Finding Common Ground

stacy-pigott-little-rocket-andyMy first horse, Little Rocket AndyLast month, I had the pleasure of attending the 2013 AQHA Convention in Houston, Texas. This isn’t the first year I’ve been to the convention, but it is the first year I was able to stay for its entirety – from the opening comments to the closing remarks, and everything in between.

My favorite part of the convention had to be Friday afternoon’s forum, which was dedicated to equine welfare. Dr. Tom Lenz, of Zoetis (formerly Pfizer Animal Health), gave a presentation on the science and emotion of equine welfare. I wish it were possible to put his entire presentation in print form, so all of you could read what he had to say. 

The part of Lenz’s presentation that stuck with me the most was this statement: “Our views on animal welfare are conditioned by our personal knowledge base and life experiences.” Even among horsemen and women, opinions on what constitutes good equine welfare vary greatly.

Lenz used an example from his personal life, and I couldn’t help but think about my own experiences as a first-time horse owner. I wasn’t yet a teenager when my parents bought me my first horse, a gelding named Little Rocket Andy. He was by a son of Rocket Little and out of an Eternal Sun mare. “A cross between a racehorse and a flake,” my trainer used to not-so-lovingly say. “Andy” was boarded at a show barn, and he and I made the rounds of local open shows, 4-H fairs and the occasional AQHA show. It wasn’t until several years later that my parents traded in the house with a pool for the house with a barn, and Andy came home.

The show season prior, Andy performed as he always had – a top-notch open show horse, a sometimes-in-the-ribbons AQHA show horse, and an all-the-time half-sour show horse who would obey the announcer’s directions to “jog” or “lope” much more quickly than his rider ever dreamed of doing. When the summer ended, Andy came home to spend a cold Michigan winter doing nothing more than being a horse. He was turned out in a pasture with an old companion mare, allowed to grow a thick, wooly winter coat and not asked to “jog” or “lope” again until the next spring. There was no indoor riding arena, no weekly lesson and no heated box stall. Andy and I were “roughing it,” and loving every minute of it.

The next spring, I found out just how much my beloved Andy enjoyed his winter escape. A few weeks into the new show season, my trainer asked what we had done to Andy. His attitude, she said, was so much better. He wasn’t nervous or tense, and he had stopped anticipating show-ring commands. He was relaxed and a willing partner under saddle. It was my dad who finally figured it out. We hadn’t really done anything. We had just let Andy be a horse.
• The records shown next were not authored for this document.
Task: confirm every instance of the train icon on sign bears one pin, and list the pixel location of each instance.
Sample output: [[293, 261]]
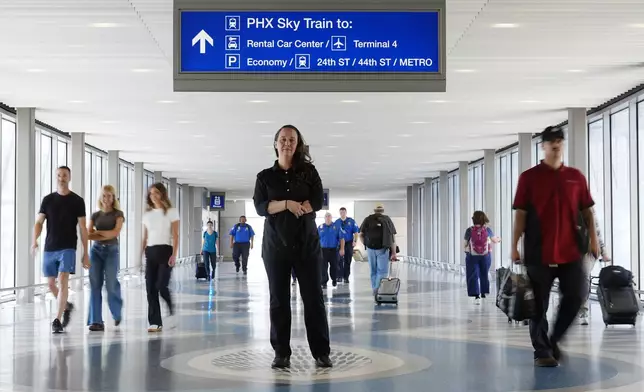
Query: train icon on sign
[[233, 23], [232, 42]]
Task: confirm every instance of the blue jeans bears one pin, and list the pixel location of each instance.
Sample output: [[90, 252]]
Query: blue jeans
[[105, 265], [476, 270], [379, 264]]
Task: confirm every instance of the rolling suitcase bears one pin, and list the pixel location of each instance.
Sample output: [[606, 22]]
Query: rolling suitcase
[[200, 272], [616, 296], [388, 290]]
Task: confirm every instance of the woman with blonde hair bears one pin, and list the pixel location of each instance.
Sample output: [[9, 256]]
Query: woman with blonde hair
[[104, 229], [160, 245]]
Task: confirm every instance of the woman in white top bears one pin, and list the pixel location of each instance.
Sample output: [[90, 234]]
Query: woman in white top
[[160, 245]]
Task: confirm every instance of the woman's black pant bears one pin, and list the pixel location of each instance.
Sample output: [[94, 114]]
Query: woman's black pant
[[157, 278], [307, 271]]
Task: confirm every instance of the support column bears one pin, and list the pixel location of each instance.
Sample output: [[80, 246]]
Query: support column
[[525, 152], [464, 206], [577, 142], [137, 220], [113, 172], [410, 222], [25, 205], [427, 218], [489, 189], [173, 192], [77, 166], [186, 208], [443, 227], [415, 205]]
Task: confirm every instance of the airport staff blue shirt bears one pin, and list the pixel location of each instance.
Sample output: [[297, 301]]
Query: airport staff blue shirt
[[242, 233], [330, 235], [349, 227]]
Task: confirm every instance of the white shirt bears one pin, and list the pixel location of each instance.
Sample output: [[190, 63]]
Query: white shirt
[[159, 225]]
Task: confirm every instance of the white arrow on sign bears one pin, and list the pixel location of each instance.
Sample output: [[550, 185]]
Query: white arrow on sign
[[202, 37]]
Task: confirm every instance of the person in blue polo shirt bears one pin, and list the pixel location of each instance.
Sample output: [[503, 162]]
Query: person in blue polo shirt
[[350, 231], [241, 241], [330, 237]]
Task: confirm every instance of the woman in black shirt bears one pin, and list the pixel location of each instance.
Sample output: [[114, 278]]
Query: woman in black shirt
[[288, 195]]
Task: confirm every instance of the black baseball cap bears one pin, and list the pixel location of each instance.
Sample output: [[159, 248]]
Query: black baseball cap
[[551, 134]]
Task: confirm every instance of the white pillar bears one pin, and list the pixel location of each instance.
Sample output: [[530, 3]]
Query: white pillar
[[464, 206], [427, 218], [410, 222], [443, 227], [525, 152], [77, 166], [577, 142], [415, 205], [186, 210], [137, 220], [173, 192], [490, 189], [25, 205], [113, 172]]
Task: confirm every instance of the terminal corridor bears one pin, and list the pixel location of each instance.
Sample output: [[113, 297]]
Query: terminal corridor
[[435, 340]]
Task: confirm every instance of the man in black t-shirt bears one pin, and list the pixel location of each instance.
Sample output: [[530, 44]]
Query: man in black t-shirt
[[63, 210]]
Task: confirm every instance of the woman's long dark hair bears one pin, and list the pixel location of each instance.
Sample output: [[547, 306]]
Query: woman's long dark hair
[[165, 200], [301, 154]]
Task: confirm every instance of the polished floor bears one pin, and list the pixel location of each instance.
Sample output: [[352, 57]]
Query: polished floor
[[435, 340]]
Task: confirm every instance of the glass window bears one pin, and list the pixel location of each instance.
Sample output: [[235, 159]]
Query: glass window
[[62, 153], [621, 194], [8, 204]]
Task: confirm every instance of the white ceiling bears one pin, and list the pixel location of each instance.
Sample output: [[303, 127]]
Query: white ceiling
[[115, 84]]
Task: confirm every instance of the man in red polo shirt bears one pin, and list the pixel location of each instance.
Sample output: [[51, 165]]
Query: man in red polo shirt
[[548, 201]]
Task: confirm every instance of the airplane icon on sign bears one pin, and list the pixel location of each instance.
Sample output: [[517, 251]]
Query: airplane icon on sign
[[339, 43]]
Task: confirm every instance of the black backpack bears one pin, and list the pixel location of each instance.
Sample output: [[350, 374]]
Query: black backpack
[[375, 232]]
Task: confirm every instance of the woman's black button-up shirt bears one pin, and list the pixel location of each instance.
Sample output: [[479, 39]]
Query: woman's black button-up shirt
[[286, 235]]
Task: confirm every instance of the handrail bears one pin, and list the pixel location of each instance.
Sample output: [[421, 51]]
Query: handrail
[[122, 272]]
That day, my attitude about equine welfare changed. I used to think horses were happiest in nice, warm, cozy box stalls, and that the only exercise they needed was a few minutes in a turn-out to “get the bucks out” before our scheduled riding time. What I realized was that 24/7 confinement, while good for some things, like maintaining a show coat and reducing bite or kick marks from other horses, wasn’t truly addressing Andy’s needs as a horse. His brain and his body craved equine activities – grazing, companionship within a herd and open spaces. When given the opportunity to simply be a horse, Andy responded by being a better show horse than he ever had before.

I am sure many of you have similar stories, even if your opinions are different. Some of you believe horses should be kept in box stalls all the time. Some of you believe horses shouldn’t ever be stalled. And some of you fall somewhere in between, maybe turning your horses out during the day and stalling them at night. No matter how you care for your horses, I am sure you believe you are providing good equine welfare. We all do. And yet, our ideas of what good welfare is can be totally different.

That was Lenz’s point. Even as horsemen, with similar backgrounds and beliefs and a shared love of the horse, we have differing ideas on what constitutes good welfare. Is it any wonder, then, that the general public also has varying and different views on equine welfare?

Too often, we respond to public criticism regarding equine welfare with closed minds and bitter words. We fail to even try to find common ground, forgetting that, at the very core of the issue, we are all trying to do the same thing – protect and care for the horse. We refuse to accept that others have experiences and expectations that may not match our own, and that their differing perspectives are valid.

Lenz offered several suggestions for opening the lines of communication about equine welfare that I think are worthy of passing on:

  • Become the focal point for equine welfare information.
  • Continually work to improve the use and well-being of our horses. Ask, “Why do we do this?” rather than, “We’ve always done it this way, what’s wrong with it?”
  • Explain why the current approaches are best, if we have the information to prove it.
  • Make changes, even hard changes, when they are indicated.

The unwanted horse issue and the debate over equine welfare is not going to go away. It’s not going to get any better unless we do something to make it better. Take the first step, and find some common ground.